2010's end will bring no respite from the yearlong assault on Detroit. The effort to mold our city and its people into some grand design fostered by businesses and bureaucrats shows no sign of concluding. Instead, politicians, corporations and the foundations supporting them seem more determined than ever to impose their will on the people of the city.
Many Detroiters refer to 2010 as a version of the shock doctrine. Wave after wave of attacks on basic public services were aimed at destroying the very foundations of shared community responsibility. We have seen the gifting of our public hospitals to a private corporation, efforts to sell the water department, and now, the announcement of a closed-door deal to provide tax breaks to another company intending to run the incinerator for the next decade.

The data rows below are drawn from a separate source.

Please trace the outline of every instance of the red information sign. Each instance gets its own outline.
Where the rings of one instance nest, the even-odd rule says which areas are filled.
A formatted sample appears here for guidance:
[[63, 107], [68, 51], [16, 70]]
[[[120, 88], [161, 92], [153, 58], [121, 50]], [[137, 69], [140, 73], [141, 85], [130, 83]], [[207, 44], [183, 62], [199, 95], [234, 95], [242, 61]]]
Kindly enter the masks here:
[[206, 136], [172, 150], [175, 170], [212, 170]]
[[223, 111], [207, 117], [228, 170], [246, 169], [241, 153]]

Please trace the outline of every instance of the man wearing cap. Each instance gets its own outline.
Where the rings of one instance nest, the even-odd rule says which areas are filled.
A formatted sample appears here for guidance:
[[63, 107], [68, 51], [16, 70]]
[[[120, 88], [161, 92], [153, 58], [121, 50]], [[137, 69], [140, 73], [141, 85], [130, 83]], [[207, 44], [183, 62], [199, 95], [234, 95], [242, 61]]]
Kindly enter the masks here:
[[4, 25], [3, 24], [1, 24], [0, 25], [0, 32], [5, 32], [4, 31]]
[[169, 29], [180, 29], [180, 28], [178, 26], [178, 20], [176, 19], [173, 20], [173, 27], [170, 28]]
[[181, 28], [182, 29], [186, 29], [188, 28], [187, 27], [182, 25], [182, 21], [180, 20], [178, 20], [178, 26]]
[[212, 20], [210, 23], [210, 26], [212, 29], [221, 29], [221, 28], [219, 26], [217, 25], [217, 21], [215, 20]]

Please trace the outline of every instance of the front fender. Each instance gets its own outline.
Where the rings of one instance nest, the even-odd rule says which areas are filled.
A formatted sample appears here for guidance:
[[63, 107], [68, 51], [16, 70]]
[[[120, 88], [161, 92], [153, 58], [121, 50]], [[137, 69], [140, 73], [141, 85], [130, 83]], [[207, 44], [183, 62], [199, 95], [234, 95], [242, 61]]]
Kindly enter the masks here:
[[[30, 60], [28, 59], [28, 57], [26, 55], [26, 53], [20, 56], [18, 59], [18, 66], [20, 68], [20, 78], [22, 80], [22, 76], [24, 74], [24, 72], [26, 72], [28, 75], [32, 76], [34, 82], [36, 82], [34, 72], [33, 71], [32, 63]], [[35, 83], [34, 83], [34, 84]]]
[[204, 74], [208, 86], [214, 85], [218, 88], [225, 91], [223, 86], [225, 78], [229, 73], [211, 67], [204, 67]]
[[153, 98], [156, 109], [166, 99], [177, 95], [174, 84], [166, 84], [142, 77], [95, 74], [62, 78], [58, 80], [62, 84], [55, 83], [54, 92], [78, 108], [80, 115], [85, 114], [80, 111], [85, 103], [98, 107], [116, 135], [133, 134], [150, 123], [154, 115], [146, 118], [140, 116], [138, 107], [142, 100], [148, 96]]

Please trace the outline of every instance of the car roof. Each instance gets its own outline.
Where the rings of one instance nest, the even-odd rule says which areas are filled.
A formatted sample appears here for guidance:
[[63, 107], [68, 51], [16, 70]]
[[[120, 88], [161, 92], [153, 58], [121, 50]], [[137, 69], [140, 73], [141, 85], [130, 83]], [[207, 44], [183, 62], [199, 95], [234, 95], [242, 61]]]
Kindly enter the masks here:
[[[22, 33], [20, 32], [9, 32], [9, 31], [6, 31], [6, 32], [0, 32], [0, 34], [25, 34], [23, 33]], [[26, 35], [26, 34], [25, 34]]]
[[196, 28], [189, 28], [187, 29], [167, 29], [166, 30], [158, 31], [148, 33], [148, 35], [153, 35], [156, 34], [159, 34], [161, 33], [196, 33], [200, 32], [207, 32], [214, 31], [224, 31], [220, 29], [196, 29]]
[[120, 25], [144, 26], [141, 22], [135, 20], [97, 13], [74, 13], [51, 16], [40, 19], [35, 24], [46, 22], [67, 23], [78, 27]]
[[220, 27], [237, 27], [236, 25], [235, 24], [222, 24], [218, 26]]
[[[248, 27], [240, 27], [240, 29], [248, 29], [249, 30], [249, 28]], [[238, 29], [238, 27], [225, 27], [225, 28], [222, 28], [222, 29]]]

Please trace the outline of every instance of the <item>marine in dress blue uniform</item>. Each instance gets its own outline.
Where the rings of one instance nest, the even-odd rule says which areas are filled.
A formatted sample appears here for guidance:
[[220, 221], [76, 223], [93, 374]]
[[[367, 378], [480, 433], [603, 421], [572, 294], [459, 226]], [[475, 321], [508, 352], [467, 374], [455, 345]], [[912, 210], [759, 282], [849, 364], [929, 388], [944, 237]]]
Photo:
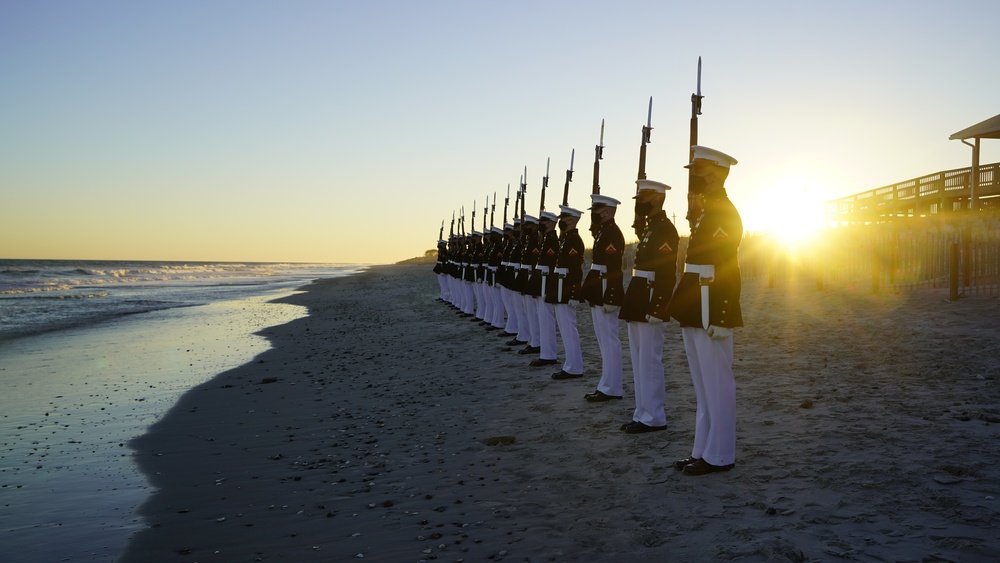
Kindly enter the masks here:
[[590, 207], [594, 219], [593, 259], [583, 280], [581, 294], [590, 305], [594, 335], [601, 350], [601, 380], [596, 393], [584, 395], [588, 401], [600, 395], [612, 399], [622, 397], [622, 343], [618, 336], [618, 310], [625, 297], [622, 255], [625, 237], [615, 224], [615, 212], [621, 203], [615, 198], [591, 194]]
[[559, 257], [559, 236], [556, 223], [559, 217], [550, 211], [538, 215], [538, 260], [529, 281], [528, 293], [535, 302], [538, 315], [538, 358], [531, 361], [532, 367], [559, 363], [556, 359], [556, 310], [553, 303], [545, 301], [549, 286], [555, 284], [556, 260]]
[[725, 181], [733, 157], [694, 146], [692, 192], [701, 203], [688, 242], [684, 274], [670, 300], [681, 325], [698, 410], [691, 457], [674, 467], [687, 475], [728, 471], [736, 463], [736, 381], [733, 329], [743, 326], [738, 252], [743, 220]]
[[583, 239], [576, 228], [583, 215], [577, 209], [559, 206], [559, 255], [556, 258], [554, 283], [549, 284], [545, 301], [555, 306], [556, 325], [566, 351], [562, 369], [552, 374], [552, 379], [583, 377], [583, 349], [580, 331], [576, 324], [576, 306], [580, 303], [580, 284], [583, 282]]
[[625, 292], [619, 318], [628, 327], [629, 352], [635, 385], [632, 421], [622, 426], [629, 434], [667, 427], [663, 381], [664, 321], [670, 319], [668, 304], [677, 281], [677, 246], [680, 236], [663, 211], [670, 186], [638, 180], [635, 214], [643, 217], [635, 252], [635, 271]]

This assault on the public sphere and the hopes of so many Detroiters was most concentrated in the struggle between the elected School Board and the Emergency Financial Manager Robert Bobb. In the name of budgetary responsibilities, EFM Bobb produced a plan to reshape the public school system on a business model. He announced schools closings, increasing class sizes and an increase in for profit charter schools.
Bobb was supported in these efforts by Mayor Bing and by the foundations that are driving the reshaping of the city. After months of emotional meetings, protests and court fights, Judge Wendy Baxter ruled against Bobb in his efforts. In December she decided in favor of the official responsibilities of the elected school board.
Her decision is worth reading, both for its indictment of Mr. Bobb's limited knowledge and for her rejection of the business model of education he tried to push on our children. Judge Baxter points out that Bobb was "empowered to figure out how to pay for education fashioned by the Board. Instead he created education products he proposed to implement." His fundamental plan was a "business paradigm" that "envisions competitive marketplace schools where parents shop like consumers for the best schools with best being dictated by survival of the fittest principles."
Judge Baxter reflected on this idea, noting, "Dr. Lipman warned that this competitive business approach to teaching and learning is shortsighted because competition among teachers and schools kills sharing pathways to successful teaching methods for educational professionals and consequently decimates widespread learning across the district."
The judge concluded that Mr. Bobb does not know much about what he tried to impose. She said, "While the current governance structure has not succeeded in quality control, academics or finances, the unauthorized EFM's vision… lacks education expertise, leaving it subject to criticism as a short-sighted business patch, short on teaching and learning wisdom, a short term fix where some stand to profit shielded to some extent from the eye of public oversight."
So we go into the New Year with the Mayor and Mr. Bobb pledging to work along with the school board, especially if Mr. Bobb can keep his outrageous paycheck for another few months.
What should be plain to everyone here is that the claim of Mayor Bing and EFM Bobb to know what is right for the rest of us and the need for bold action because of some kind of so-called crisis cannot stand the test of dispassionate, reasoned inquiry.
The Mayor, corporations and foundations who claim expertise should use this New Year's moment to reflect on how they came to stray so far from what the rest of the city saw so plainly.